Meine persistence.xml

(Test2 ist meine Datenbankverbindung die ich im Wizard ausgewählt habe, dort steht Name, Passwort, IP der DB drinnen)

[XML]<?xml version="1.0" encoding="UTF-8"?>
<persistence version="1.0" xmlns="http://java.sun.com/xml/ns/persistence" xmlns:xsi="http://www.w3.org/2001/XMLSchema-instance" xsi:schemaLocation="http://java.sun.com/xml/ns/persistence http://java.sun.com/xml/ns/persistence/persistence_1_0.xsd">
  <persistence-unit name="TrafficMonitor-ejbPU" transaction-type="JTA">
    <provider>oracle.toplink.essentials.PersistenceProvider</provider>
    <jta-data-source>Test2</jta-data-source>
    <class>_ejb.entities.DBuser</class>
    <class>_ejb.entities.Ip</class>
    <class>_ejb.entities.Vert</class>
    <class>_ejb.entities.Vertrart</class>
    <exclude-unlisted-classes>false</exclude-unlisted-classes>
    <properties>
      <property name="toplink.ddl-generation" value="create-tables"/>
    </properties>
  </persistence-unit>
</persistence>
[/XML]

Ich wäre euch sehr dankbar, falls ihr mir helfen könntet.

LG,

steph


----------



## gman (9. Aug 2010)

Hi,

du hast in deiner persistence.xml:

[XML]<property name="toplink.ddl-generation" value="create-tables"/>[/XML]

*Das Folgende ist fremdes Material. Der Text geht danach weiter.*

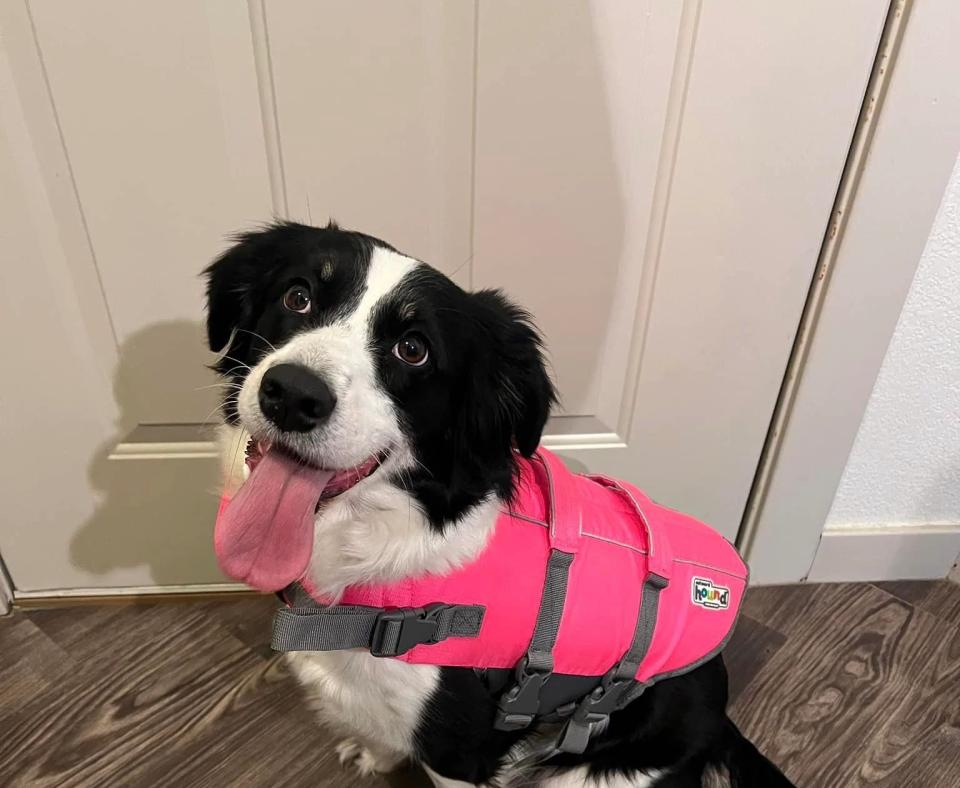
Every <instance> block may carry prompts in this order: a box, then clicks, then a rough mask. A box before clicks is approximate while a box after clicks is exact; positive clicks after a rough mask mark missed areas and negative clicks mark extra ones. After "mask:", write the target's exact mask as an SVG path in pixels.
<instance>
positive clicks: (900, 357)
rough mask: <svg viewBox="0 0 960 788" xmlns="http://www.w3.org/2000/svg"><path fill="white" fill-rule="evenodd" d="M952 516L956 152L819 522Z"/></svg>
mask: <svg viewBox="0 0 960 788" xmlns="http://www.w3.org/2000/svg"><path fill="white" fill-rule="evenodd" d="M934 523H960V159H958V163H957V165H956V166H955V167H954V171H953V175H952V177H951V179H950V183H949V184H948V186H947V190H946V192H945V194H944V198H943V202H942V204H941V206H940V211H939V213H938V215H937V219H936V221H935V222H934V225H933V229H932V231H931V233H930V239H929V240H928V241H927V246H926V248H925V249H924V252H923V257H922V258H921V260H920V266H919V268H918V270H917V274H916V278H915V279H914V282H913V285H912V287H911V289H910V294H909V295H908V297H907V301H906V303H905V304H904V307H903V312H902V313H901V315H900V320H899V323H898V324H897V329H896V333H895V334H894V336H893V339H892V340H891V342H890V347H889V348H888V349H887V355H886V357H885V359H884V362H883V367H882V368H881V370H880V375H879V377H878V378H877V382H876V385H875V386H874V389H873V394H872V395H871V397H870V403H869V405H868V407H867V411H866V413H865V414H864V418H863V422H862V423H861V425H860V431H859V433H858V434H857V440H856V443H855V444H854V447H853V450H852V451H851V453H850V458H849V460H848V461H847V467H846V470H845V471H844V474H843V478H842V479H841V481H840V487H839V489H838V490H837V496H836V498H835V500H834V502H833V508H832V509H831V511H830V515H829V517H828V519H827V525H828V527H831V526H832V527H837V526H851V525H864V526H878V525H904V524H908V525H909V524H916V525H928V524H934Z"/></svg>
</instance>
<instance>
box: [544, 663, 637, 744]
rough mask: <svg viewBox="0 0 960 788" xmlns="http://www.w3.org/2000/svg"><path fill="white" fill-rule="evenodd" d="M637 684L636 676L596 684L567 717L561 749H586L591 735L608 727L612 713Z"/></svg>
mask: <svg viewBox="0 0 960 788" xmlns="http://www.w3.org/2000/svg"><path fill="white" fill-rule="evenodd" d="M633 683H634V681H633V680H632V679H613V680H610V681H605V682H604V683H602V684H601V685H600V686H599V687H594V689H593V690H592V691H591V692H589V693H588V694H587V695H586V696H585V697H584V698H583V700H582V701H580V703H579V704H578V705H577V710H576V711H575V712H574V713H573V716H572V717H571V718H570V719H569V720H567V724H566V725H565V726H564V728H563V732H562V733H561V734H560V742H559V744H558V745H557V746H558V748H559V749H560V750H561V751H562V752H568V753H573V754H576V755H579V754H580V753H582V752H583V751H584V750H586V749H587V745H588V744H589V743H590V737H591V736H593V735H594V734H595V733H600V732H601V731H603V730H604V729H605V728H606V727H607V725H608V724H609V722H610V715H611V714H612V713H613V712H614V711H616V709H617V706H618V705H619V703H620V699H621V698H622V697H623V694H624V693H625V692H626V690H627V688H628V687H629V686H630V685H631V684H633Z"/></svg>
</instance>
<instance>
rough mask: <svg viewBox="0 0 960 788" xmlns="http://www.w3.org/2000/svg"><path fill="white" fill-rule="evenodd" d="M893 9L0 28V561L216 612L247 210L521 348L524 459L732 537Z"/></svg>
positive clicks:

angegeben. Werden die Tabellen denn auch angelegt, oder sind die schon vorhanden?
Klingt für mich irgendwie nach einem Rechte-Problem, kann mich aber auch irren.


----------



## Gelöschtes Mitglied 5909 (9. Aug 2010)

> Exception Description: Cannot acquire data source [Test2].
> Internal Exception: javax.naming.NoInitialContextException:



Er kann nicht auf die DataSource aus dem JNDI Context zugreifen


----------



## gutenacht-steph (9. Aug 2010)

Guten Abend,

vielen Dank für die Antworten.

Also die Tabellen hab ich im QueryBrowser bereits zuvor erstellt. 
Mir geht es sowieso nur ums lesen, also ums abfragen von Inhalten.

Hmm, aber was kann ich dagegen tun rail?


----------



## gman (9. Aug 2010)

In der Glassfish-Admin-Console gibt es einen Punkt "JDBC". Darunter kann man JDBC-Connection-Pools 
und DB-Verbindungen anlegen. Letztere muss den Namen haben, den du durch:

[XML]<jta-data-source>Test2</jta-data-source>[/XML]

angegeben hast. Dann sollte es gehen. Ich vergesse diesen Schritt auch immer, deshalb bin ich
auch nicht sofort auf die Fehlerursache gekommen  (Danke, raiL).


----------



## gutenacht-steph (10. Aug 2010)

viielen Dank


----------